DELİLLERİN DEĞERLENDİRİLMESİ, HUKUKİ SEBEPLER VE GEREKÇE:
6100 sayılı HMK’nın 355. maddesi uyarınca istinaf dilekçesinde belirtilen sebepler ve kamu düzeni ile sınırlı olarak yapılan istinaf incelemesinde;
Talep, 2004 sayılı İİK m. 257 vd. hükümleri uyarınca ihtiyati haciz kararı verilmesi istemine ilişkin olup; uyuşmazlık, somut olayda ihtiyati haciz koşullarının oluşup oluşmadığı noktasında toplanmaktadır.
Dosya kapsamına göre talep dilekçesi ekinde e- fatura, kargo teslim belgesi fotokopisi ve whatsap yazışmaları bulunduğu anlaşılmıştır.
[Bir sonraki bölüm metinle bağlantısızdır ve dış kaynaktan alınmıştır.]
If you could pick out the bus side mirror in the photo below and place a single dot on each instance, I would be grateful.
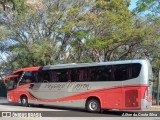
(31, 85)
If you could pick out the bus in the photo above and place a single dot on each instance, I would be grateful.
(123, 85)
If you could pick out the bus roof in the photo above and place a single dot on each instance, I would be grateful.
(78, 65)
(8, 77)
(27, 69)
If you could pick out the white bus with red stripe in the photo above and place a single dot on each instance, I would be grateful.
(123, 85)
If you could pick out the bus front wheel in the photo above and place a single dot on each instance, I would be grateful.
(24, 101)
(93, 105)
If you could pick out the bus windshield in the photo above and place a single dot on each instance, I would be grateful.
(11, 82)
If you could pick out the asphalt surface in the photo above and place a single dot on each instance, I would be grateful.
(35, 112)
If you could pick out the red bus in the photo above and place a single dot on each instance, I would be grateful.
(123, 85)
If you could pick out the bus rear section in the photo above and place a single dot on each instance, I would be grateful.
(137, 92)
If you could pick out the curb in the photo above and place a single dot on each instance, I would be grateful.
(155, 107)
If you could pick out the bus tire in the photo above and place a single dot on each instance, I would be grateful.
(24, 101)
(93, 105)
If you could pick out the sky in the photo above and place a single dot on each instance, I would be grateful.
(131, 7)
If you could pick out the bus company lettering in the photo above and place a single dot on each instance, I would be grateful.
(61, 86)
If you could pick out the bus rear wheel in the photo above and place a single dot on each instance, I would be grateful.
(93, 105)
(24, 101)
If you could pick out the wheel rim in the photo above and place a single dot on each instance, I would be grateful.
(93, 106)
(23, 101)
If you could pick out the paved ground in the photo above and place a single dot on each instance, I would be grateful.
(59, 112)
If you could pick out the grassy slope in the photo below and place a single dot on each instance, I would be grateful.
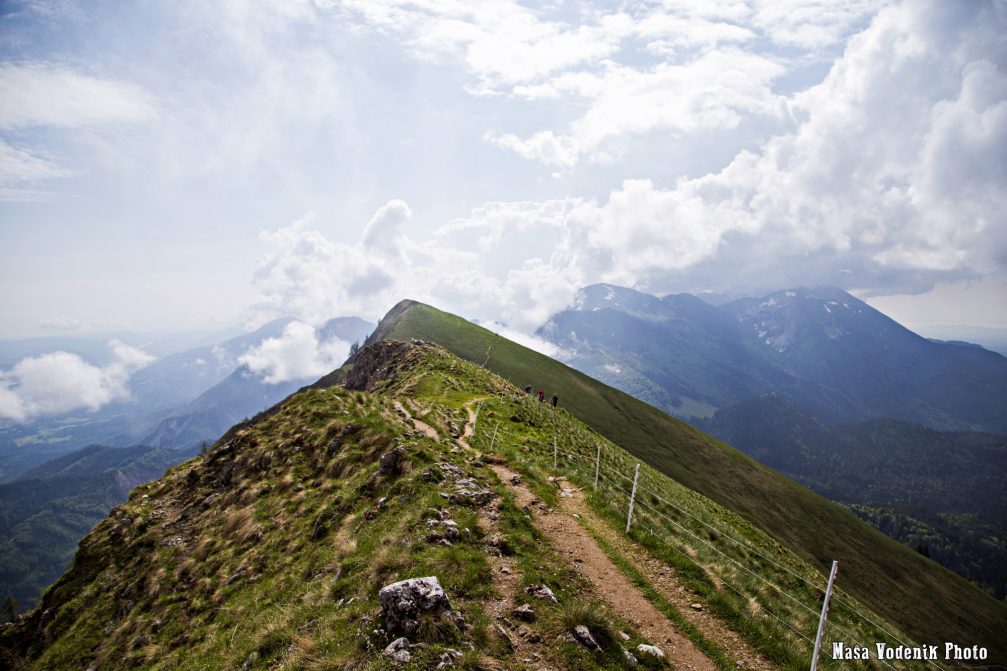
(928, 601)
(269, 551)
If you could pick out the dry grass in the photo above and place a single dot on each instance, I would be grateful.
(241, 525)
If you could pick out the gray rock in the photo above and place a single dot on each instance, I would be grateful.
(403, 602)
(398, 650)
(652, 651)
(584, 638)
(525, 612)
(447, 660)
(391, 461)
(469, 493)
(442, 530)
(542, 591)
(504, 637)
(528, 634)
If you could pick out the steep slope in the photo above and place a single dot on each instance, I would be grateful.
(841, 358)
(893, 579)
(945, 489)
(865, 365)
(269, 551)
(44, 514)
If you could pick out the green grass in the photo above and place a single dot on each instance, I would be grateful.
(270, 550)
(892, 579)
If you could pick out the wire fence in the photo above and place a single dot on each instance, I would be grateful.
(605, 468)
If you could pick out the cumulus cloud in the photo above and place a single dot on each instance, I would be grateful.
(59, 382)
(296, 354)
(714, 91)
(671, 66)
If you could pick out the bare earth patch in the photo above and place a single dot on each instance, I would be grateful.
(572, 541)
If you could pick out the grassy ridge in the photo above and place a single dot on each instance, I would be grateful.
(930, 602)
(269, 551)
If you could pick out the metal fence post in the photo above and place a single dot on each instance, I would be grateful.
(475, 421)
(632, 498)
(597, 466)
(825, 612)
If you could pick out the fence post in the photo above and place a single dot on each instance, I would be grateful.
(632, 498)
(475, 422)
(597, 466)
(825, 612)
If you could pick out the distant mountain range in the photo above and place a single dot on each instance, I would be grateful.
(940, 493)
(45, 513)
(162, 408)
(53, 490)
(844, 360)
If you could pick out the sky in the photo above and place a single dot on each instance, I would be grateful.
(183, 165)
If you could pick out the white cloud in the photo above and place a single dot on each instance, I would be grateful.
(384, 232)
(21, 171)
(41, 94)
(529, 341)
(887, 174)
(296, 354)
(59, 382)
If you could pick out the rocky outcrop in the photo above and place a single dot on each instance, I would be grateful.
(404, 602)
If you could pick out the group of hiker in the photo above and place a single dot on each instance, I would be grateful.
(542, 396)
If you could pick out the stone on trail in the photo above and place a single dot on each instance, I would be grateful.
(653, 651)
(399, 650)
(403, 602)
(542, 591)
(584, 638)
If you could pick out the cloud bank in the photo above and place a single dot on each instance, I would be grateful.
(889, 181)
(296, 354)
(61, 382)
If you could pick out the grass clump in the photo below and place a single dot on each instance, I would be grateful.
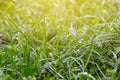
(59, 40)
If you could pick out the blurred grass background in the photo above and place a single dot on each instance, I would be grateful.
(59, 39)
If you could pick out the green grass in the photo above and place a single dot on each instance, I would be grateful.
(59, 40)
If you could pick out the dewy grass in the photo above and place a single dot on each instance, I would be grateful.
(59, 40)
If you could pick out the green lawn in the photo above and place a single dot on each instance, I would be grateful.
(59, 40)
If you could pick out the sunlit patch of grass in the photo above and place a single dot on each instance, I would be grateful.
(59, 39)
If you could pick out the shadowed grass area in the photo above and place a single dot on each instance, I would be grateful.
(59, 40)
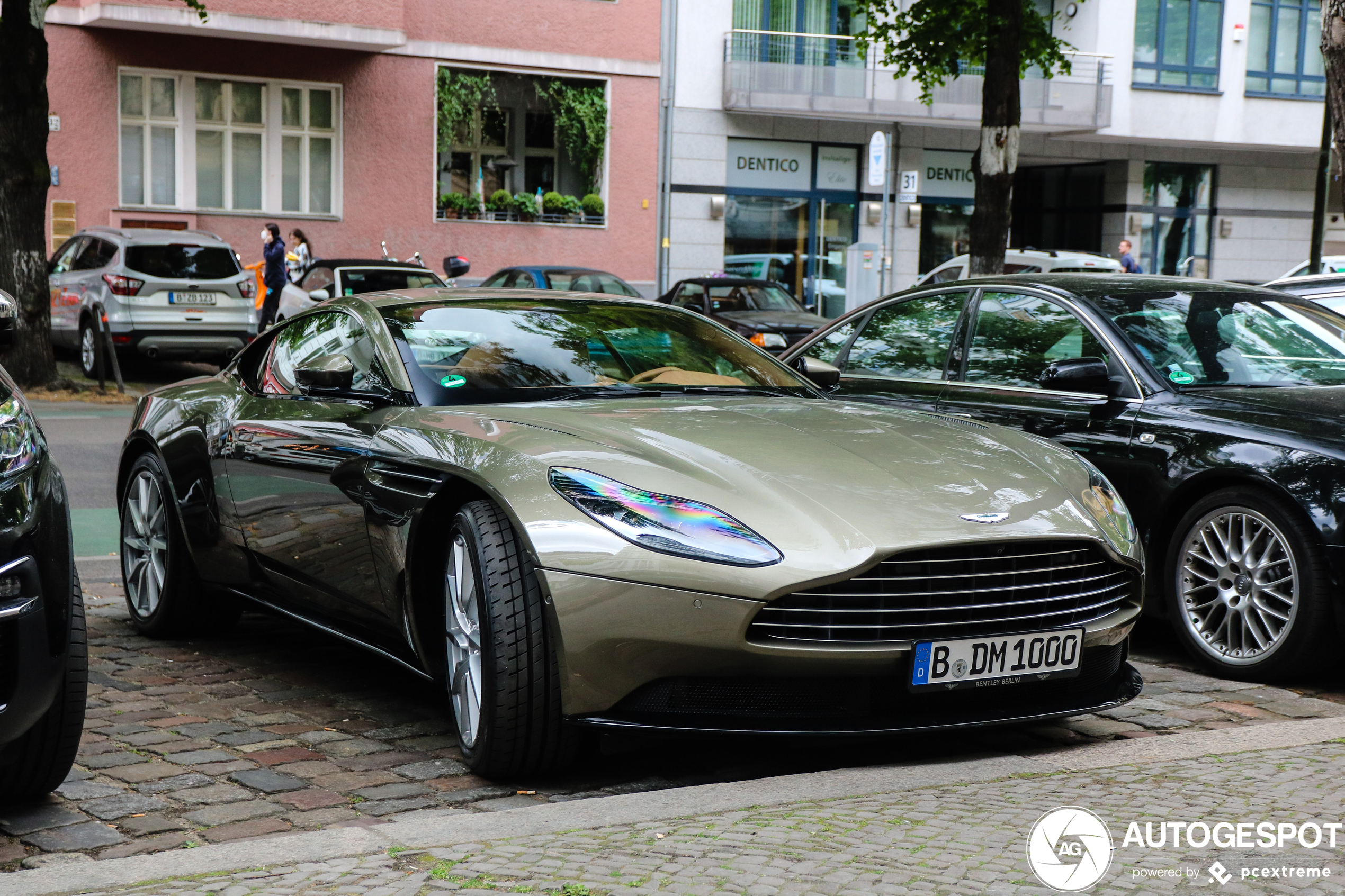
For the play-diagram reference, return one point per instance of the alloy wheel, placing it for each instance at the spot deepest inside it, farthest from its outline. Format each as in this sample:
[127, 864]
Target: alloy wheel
[1238, 582]
[462, 616]
[145, 543]
[88, 352]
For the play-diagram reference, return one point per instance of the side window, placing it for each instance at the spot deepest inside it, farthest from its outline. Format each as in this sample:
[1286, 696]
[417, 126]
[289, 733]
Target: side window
[908, 339]
[1017, 336]
[96, 254]
[691, 296]
[315, 336]
[65, 258]
[318, 278]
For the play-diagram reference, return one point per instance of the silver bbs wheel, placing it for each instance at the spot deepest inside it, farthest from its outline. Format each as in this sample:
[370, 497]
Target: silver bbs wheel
[145, 543]
[1239, 586]
[462, 616]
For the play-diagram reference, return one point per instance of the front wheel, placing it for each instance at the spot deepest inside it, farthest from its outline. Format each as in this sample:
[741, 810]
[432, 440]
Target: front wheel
[1250, 592]
[502, 671]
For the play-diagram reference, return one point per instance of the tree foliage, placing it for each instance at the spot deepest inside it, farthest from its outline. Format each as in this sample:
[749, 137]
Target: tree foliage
[935, 41]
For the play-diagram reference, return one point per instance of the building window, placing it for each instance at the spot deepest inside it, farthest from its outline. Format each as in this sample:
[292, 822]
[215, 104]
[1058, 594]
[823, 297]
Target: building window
[148, 140]
[233, 133]
[306, 150]
[1176, 220]
[1284, 56]
[1177, 43]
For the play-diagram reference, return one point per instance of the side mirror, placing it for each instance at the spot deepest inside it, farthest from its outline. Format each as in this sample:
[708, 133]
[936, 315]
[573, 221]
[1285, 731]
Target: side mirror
[333, 373]
[1078, 375]
[456, 266]
[822, 374]
[8, 319]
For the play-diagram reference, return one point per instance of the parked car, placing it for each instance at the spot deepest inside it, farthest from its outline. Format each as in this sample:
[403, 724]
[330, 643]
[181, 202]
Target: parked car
[330, 277]
[1029, 261]
[616, 515]
[1215, 409]
[758, 310]
[42, 625]
[1324, 289]
[167, 293]
[1331, 265]
[576, 280]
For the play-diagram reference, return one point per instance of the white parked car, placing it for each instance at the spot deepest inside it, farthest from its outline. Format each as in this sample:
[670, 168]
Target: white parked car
[1029, 261]
[1331, 265]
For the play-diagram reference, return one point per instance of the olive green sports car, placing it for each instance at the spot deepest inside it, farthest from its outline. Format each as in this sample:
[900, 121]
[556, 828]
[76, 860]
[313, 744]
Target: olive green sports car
[581, 512]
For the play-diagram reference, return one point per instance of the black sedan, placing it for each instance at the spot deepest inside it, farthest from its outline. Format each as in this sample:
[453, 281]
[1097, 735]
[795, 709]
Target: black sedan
[758, 310]
[1216, 410]
[43, 656]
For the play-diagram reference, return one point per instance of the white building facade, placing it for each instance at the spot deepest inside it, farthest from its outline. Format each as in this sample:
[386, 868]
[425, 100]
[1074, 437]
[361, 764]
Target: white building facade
[1188, 126]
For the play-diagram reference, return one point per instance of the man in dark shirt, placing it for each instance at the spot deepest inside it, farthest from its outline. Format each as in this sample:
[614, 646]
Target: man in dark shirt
[273, 275]
[1127, 261]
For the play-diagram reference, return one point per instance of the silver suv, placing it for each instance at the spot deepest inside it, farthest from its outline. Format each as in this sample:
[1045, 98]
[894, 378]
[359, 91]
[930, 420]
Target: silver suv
[167, 293]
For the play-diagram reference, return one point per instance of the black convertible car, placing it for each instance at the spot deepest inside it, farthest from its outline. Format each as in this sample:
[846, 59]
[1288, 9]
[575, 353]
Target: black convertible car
[1216, 410]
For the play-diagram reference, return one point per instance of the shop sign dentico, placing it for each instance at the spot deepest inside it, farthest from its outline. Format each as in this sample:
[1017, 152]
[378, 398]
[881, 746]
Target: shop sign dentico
[768, 164]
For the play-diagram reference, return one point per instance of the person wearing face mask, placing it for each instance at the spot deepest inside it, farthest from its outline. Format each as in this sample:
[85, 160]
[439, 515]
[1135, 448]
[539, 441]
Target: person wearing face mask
[272, 250]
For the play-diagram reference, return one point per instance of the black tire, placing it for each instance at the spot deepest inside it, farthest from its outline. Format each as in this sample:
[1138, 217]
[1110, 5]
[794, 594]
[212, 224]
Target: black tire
[86, 351]
[41, 759]
[1261, 610]
[165, 594]
[519, 727]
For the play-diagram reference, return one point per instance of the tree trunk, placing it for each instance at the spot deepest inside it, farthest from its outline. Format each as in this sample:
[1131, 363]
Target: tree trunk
[1333, 54]
[997, 159]
[23, 188]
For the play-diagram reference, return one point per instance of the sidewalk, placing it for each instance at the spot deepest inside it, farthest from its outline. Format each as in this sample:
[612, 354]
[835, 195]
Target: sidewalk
[937, 828]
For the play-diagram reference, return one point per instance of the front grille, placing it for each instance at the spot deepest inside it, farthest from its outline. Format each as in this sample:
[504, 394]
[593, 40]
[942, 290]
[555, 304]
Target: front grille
[952, 593]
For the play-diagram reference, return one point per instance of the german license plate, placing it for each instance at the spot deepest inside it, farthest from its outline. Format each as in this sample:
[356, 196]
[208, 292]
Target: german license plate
[1000, 660]
[193, 298]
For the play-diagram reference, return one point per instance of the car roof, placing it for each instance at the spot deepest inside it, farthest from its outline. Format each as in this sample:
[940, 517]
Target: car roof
[393, 297]
[365, 263]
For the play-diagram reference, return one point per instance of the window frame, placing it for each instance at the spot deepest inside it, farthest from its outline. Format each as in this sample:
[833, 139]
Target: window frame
[272, 135]
[1305, 46]
[1189, 69]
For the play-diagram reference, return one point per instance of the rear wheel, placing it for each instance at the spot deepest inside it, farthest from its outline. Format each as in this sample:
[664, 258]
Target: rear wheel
[163, 593]
[1250, 593]
[41, 759]
[502, 672]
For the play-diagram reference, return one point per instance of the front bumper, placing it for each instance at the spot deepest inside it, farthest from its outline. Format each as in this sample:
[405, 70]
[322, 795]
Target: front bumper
[638, 656]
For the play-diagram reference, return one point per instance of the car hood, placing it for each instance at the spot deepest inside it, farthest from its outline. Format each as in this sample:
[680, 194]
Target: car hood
[833, 485]
[774, 320]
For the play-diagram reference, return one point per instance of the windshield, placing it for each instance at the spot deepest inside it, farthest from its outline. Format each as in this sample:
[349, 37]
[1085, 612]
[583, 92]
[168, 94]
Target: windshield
[588, 281]
[751, 297]
[510, 350]
[375, 280]
[183, 261]
[1227, 339]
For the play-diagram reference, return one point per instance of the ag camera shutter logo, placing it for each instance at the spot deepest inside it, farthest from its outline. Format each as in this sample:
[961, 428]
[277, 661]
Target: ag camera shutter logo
[1070, 849]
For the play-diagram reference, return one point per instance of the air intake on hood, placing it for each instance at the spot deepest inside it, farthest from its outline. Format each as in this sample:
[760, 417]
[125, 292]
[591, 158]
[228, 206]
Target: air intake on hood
[952, 593]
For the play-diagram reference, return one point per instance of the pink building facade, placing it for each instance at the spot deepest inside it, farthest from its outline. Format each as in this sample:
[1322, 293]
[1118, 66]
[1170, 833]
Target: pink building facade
[323, 116]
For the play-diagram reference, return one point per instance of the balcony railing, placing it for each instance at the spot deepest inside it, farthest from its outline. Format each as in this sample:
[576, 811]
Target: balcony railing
[830, 77]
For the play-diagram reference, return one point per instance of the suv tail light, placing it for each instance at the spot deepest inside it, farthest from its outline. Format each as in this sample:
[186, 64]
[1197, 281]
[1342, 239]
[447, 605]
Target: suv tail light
[123, 285]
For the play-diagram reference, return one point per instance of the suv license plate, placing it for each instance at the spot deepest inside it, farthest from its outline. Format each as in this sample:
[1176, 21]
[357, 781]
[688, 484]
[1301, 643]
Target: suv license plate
[1000, 660]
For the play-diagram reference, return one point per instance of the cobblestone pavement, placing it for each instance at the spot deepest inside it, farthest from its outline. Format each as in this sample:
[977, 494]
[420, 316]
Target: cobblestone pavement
[276, 728]
[967, 839]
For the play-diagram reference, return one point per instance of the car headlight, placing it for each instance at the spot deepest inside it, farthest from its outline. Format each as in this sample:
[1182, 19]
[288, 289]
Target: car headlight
[21, 440]
[663, 523]
[1106, 507]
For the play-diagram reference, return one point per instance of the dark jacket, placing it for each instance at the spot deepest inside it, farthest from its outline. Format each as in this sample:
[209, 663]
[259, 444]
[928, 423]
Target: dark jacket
[275, 271]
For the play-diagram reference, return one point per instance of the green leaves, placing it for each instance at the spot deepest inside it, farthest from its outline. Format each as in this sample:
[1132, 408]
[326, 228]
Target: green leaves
[937, 41]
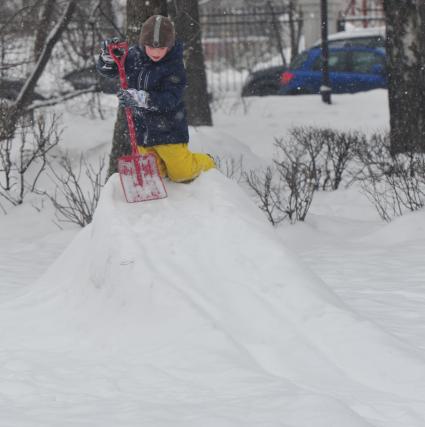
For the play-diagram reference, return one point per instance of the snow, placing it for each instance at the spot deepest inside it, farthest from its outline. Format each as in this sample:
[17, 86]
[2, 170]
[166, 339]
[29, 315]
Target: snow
[193, 310]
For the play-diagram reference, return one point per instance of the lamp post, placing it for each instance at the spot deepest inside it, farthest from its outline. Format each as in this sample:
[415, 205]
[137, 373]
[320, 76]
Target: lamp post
[325, 88]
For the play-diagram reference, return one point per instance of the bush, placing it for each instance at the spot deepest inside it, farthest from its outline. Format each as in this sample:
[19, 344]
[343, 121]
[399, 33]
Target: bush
[395, 184]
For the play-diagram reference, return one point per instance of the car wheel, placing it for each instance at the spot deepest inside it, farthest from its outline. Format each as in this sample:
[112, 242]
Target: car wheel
[265, 89]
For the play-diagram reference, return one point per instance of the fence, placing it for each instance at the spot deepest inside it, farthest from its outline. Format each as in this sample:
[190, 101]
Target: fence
[237, 41]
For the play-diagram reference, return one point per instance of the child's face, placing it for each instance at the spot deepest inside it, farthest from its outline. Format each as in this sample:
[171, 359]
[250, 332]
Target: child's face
[156, 53]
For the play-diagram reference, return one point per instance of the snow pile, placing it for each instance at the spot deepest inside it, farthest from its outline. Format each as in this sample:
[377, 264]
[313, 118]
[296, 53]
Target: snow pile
[189, 311]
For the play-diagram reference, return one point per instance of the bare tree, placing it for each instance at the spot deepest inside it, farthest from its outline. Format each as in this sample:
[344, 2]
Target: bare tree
[405, 49]
[10, 114]
[189, 30]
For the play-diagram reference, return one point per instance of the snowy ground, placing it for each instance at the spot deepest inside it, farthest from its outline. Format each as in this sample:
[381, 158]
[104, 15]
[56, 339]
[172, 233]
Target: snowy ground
[194, 311]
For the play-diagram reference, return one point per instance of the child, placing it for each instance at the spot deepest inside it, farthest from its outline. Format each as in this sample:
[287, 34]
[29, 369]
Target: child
[156, 80]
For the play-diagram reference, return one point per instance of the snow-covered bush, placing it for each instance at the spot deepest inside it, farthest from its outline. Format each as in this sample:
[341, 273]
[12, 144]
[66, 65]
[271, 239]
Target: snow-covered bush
[395, 184]
[25, 157]
[326, 152]
[77, 189]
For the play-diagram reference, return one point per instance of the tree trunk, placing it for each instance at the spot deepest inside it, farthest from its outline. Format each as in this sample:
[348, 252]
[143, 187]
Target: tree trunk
[137, 13]
[9, 115]
[189, 31]
[405, 47]
[43, 27]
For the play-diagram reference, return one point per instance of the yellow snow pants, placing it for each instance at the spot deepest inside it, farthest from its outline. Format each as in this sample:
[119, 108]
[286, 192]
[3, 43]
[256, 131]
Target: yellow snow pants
[177, 162]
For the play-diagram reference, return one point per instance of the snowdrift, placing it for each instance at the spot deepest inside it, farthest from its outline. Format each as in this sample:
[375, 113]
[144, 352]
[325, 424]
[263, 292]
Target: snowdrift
[197, 297]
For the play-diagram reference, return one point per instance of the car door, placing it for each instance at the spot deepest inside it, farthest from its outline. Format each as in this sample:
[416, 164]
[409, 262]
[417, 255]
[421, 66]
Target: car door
[367, 68]
[339, 75]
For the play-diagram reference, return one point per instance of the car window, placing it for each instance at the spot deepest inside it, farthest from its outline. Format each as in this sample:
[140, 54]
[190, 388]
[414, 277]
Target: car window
[372, 41]
[298, 61]
[363, 62]
[337, 62]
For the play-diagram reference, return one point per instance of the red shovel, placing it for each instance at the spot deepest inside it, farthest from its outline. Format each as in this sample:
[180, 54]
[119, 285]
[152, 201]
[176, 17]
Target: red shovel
[139, 174]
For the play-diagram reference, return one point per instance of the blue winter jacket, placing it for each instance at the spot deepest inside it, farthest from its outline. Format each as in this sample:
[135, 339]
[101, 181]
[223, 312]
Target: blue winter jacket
[165, 119]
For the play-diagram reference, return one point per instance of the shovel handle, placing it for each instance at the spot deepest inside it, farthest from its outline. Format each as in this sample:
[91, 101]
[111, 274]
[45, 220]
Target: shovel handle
[120, 61]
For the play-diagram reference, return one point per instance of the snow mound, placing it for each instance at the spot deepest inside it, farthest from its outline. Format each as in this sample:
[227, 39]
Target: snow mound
[199, 296]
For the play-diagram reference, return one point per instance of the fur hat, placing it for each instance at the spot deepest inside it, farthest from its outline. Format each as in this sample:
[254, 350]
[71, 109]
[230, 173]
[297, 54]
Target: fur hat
[158, 31]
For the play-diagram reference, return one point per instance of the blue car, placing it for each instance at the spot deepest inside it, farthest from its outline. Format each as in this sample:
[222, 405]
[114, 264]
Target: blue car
[351, 70]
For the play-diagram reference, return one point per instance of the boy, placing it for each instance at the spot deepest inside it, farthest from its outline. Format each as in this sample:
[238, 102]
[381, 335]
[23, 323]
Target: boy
[156, 80]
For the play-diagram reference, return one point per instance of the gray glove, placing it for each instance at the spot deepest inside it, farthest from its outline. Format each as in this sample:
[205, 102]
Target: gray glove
[133, 98]
[104, 52]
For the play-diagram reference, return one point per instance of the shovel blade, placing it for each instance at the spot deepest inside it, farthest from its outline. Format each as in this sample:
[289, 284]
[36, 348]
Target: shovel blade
[140, 178]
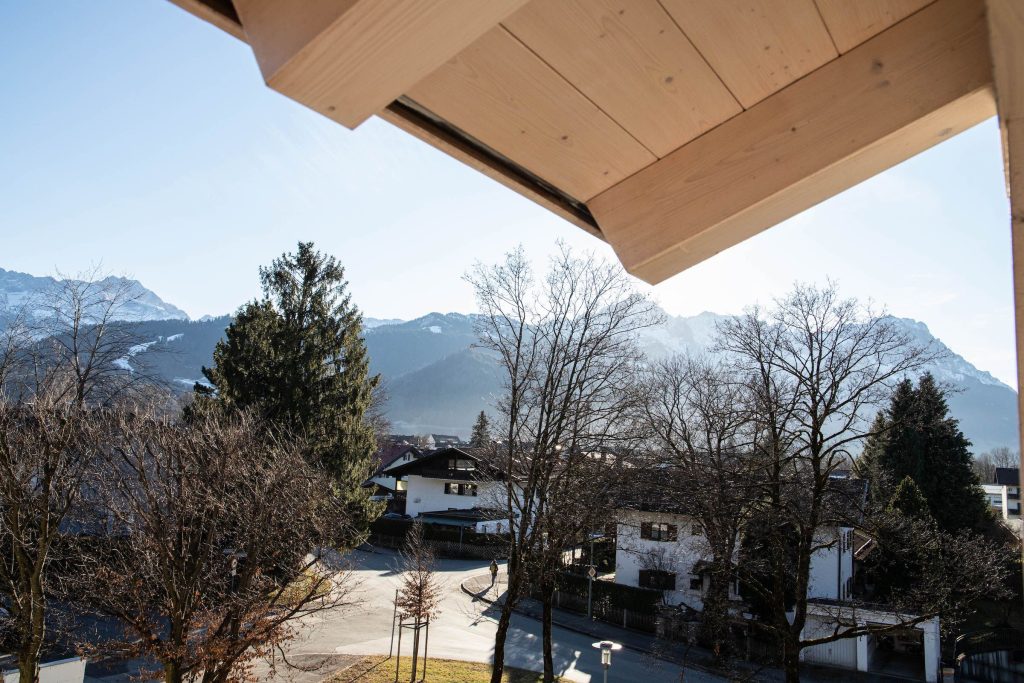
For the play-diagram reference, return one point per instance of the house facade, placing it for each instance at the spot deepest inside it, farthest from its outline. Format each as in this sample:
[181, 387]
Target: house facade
[665, 549]
[668, 551]
[1004, 496]
[456, 487]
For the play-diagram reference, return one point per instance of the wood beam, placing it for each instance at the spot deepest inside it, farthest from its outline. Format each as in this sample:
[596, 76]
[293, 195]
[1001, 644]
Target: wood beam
[918, 83]
[218, 12]
[1006, 26]
[350, 58]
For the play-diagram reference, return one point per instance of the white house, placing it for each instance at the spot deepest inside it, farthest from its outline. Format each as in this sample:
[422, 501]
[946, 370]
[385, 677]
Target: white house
[455, 487]
[668, 551]
[1004, 496]
[71, 670]
[660, 547]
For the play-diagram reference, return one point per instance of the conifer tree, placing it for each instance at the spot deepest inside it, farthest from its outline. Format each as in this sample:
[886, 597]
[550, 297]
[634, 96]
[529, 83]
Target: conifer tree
[919, 439]
[480, 438]
[908, 501]
[298, 357]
İhtiyati haciz, alacaklının bir para alacağının zamanında ödenmesini garanti altına almak için mahkeme kararıyla borçlunun mallarına önceden geçici olarak el konulmasıdır. İhtiyati hacze ilişkin yasal düzenleme 2004 sayılı İcra ve İflas Kanunu’nun 257 ila 268. maddesinde yer almaktadır. Bilindiği gibi ihtiyati haciz talep edebilme koşulları İİK’nın 257. maddesinde gösterilmiş olup maddede hem vadesi gelen hem de henüz vadesi gelmemiş para alacakları için ihtiyati haciz şartları düzenlenmiştir. Bunlar muaccel alacaklarda alacağın vadesinin gelmiş olması ve alacağın rehinle temin edilmemiş olmasıdır. Müeccel alacaklarda ise kural ihtiyati haciz istenemeyeceği ise de borçlunun belli bir adresinin olmaması veya borçlunun taahhütlerinden kurtulmak amacıyla mallarını gizlemeye, kaçırmaya veya kendisi kaçmaya hazırlanır yahut kaçar ya da bu amaçla alacaklının haklarını ihlal eden hileli işlemlerde bulunursa vadesi gelmemiş alacaklarda da ihtiyati haciz kararı verilebilir. Sözü edilen maddede bunun dışında herhangi bir koşul öngörülmemiştir.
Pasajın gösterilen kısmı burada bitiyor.